Wednesday, March 23, 2011
Should "Real Authors" Steer Clear of Self-Publishing?
A few weeks ago, I wrote a post about self-publishing vs. traditional publishing. I’m not counting traditional publishing out by any means, but I dislike all the brouhaha that is going on which seems to express indignation on the part of the publishers in reference to self-publishers. In short, I thought publishers were coming across as desperate, whiny and immature.
But then I read a blog post by author Jody Hedlund on the subject and she made some valid points. She is definitely pro-traditional publishing, saying, “The truth is, self-publishing marketing is NOT equal to the marketing done by traditional publishers. For all the talk about how ALL authors everywhere have to bear ALL the burden of marketing, it’s just NOT true.” I was initially shocked by that definitive statement and immediately felt rebellious! Lol But I continued to read and I’m glad I did!
One thing in particular struck me, when she said that the publishing house’s contacts had been invaluable, stating, “My publisher, because of their size and reputation, could collectively accomplish SO much more than I could as one individual. They were able to get my book in most major book stores, distributors, and retailer catalogs. They were able to send out ARCs and books to key book buyers, reviewers, influencers, bloggers, etc.”

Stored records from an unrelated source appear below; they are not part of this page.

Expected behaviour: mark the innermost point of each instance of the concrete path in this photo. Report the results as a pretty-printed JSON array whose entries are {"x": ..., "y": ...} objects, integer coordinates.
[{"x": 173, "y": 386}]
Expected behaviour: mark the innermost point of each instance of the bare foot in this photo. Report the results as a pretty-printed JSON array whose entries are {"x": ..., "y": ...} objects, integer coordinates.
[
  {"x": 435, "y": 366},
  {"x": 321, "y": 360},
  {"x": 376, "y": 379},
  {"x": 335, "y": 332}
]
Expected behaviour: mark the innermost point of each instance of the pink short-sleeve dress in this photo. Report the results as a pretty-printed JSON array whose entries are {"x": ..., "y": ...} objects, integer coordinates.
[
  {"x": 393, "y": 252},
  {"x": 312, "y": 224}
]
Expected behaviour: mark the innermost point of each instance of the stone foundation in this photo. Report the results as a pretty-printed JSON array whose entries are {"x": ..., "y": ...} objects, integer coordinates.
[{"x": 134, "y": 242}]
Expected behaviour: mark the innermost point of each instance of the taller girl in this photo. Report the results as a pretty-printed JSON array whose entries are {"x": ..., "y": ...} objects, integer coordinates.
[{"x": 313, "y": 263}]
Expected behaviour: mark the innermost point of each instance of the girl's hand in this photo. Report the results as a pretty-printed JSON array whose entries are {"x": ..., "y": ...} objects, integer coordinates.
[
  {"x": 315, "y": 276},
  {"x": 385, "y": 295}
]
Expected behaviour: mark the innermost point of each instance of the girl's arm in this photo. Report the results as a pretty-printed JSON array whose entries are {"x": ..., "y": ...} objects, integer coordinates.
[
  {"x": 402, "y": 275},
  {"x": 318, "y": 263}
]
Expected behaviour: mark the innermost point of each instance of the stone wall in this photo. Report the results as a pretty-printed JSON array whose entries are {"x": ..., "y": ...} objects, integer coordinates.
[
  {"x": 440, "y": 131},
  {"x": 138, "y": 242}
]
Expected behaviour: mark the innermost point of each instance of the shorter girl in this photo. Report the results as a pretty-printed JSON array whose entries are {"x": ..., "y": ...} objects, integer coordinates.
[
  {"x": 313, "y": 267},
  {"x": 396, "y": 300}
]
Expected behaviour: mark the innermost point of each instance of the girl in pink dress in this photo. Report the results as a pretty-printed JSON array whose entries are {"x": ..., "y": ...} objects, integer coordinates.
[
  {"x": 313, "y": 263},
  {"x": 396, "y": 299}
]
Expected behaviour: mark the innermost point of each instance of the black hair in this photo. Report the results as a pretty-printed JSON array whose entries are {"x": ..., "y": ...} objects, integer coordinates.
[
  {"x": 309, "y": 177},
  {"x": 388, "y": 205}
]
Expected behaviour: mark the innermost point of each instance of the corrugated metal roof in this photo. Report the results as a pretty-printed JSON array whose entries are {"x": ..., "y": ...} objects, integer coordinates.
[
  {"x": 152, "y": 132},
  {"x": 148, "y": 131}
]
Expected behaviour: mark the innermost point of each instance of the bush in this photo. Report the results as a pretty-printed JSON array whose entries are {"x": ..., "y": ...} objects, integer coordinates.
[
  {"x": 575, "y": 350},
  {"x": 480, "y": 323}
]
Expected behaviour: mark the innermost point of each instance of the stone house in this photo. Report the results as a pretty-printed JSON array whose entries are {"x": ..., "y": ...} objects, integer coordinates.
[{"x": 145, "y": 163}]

Now, stubborn me, playing the devil’s advocate, I keep thinking, but isn’t that why I’m building a platform now? Couldn’t I do book give-aways and fish for beta readers? (no pun intended!) Isn’t that why I’m doing all this blogging and writing and tweeting and reading about craft?? So I can hopefully write a book that will encourage word-of-mouth recommendations and I can tweet about it and have people rush to buy it? Lol
Ok, I totally see her point, I know it’s not going to be that easy and I have read about authors who have said it was difficult getting their book into big name bookstores because the managers wouldn’t hear anything past, “I am a first time self-published author---“ They didn’t want self-published; they thought it was vanity publishing and turned them down flat. And the tiny independent bookstores, as helpful as they might be, just don’t produce the same sales numbers as a chain or Amazon potentially could. Even then, you’ve got to promote promote promote….take a breather and then promote some more.
HOWEVER, that almost sounds better to me then what I read on another of Jody’s posts, entitled, “Is the Query System Dying?” Her statistic is astounding, are you ready?
“My agent, Rachelle Gardner,” says Ms. Hedlund, “shared some statistics last week. This was one of them: ‘Queries received in 2010: around 10,000. New clients taken on from query (no referral): 0.’ “
I know. Pick your jaw up off the floor, you’re getting drool on your shirt.
That doesn’t exactly inspire optimism, does it??
Where the heck does a writer go from here? We are obviously inspired by the success of the likes of Amanda Hocking, (whom I’ve mentioned several times!) who was so defeated by the publishing system she self-pubbed both electronically and in print. Word of mouth helped her grassroots effort as did something else: the ability to provide people with the next in a series almost immediately! Ms. Hocking had written 6 books I believe and was able to release them within weeks of each other, satisfying the short attention span of the tweeting, media consuming public. She herself has mentioned that maybe that was helpful! I can see the logic of that.
But Ms. Hedlund suggests that books are getting published because of networking, that all of Ms. Gardner’s new accounts are from referrals from current clients, from within the publishing industry, etc.
So, the moral of the story is: keep tweeting. Keep blogging. Connect with your favorite writers, comment them, tweet them, get to know other up and coming authors and friend those agents! Because, apparently, it’s all in who you know, not in how well you write!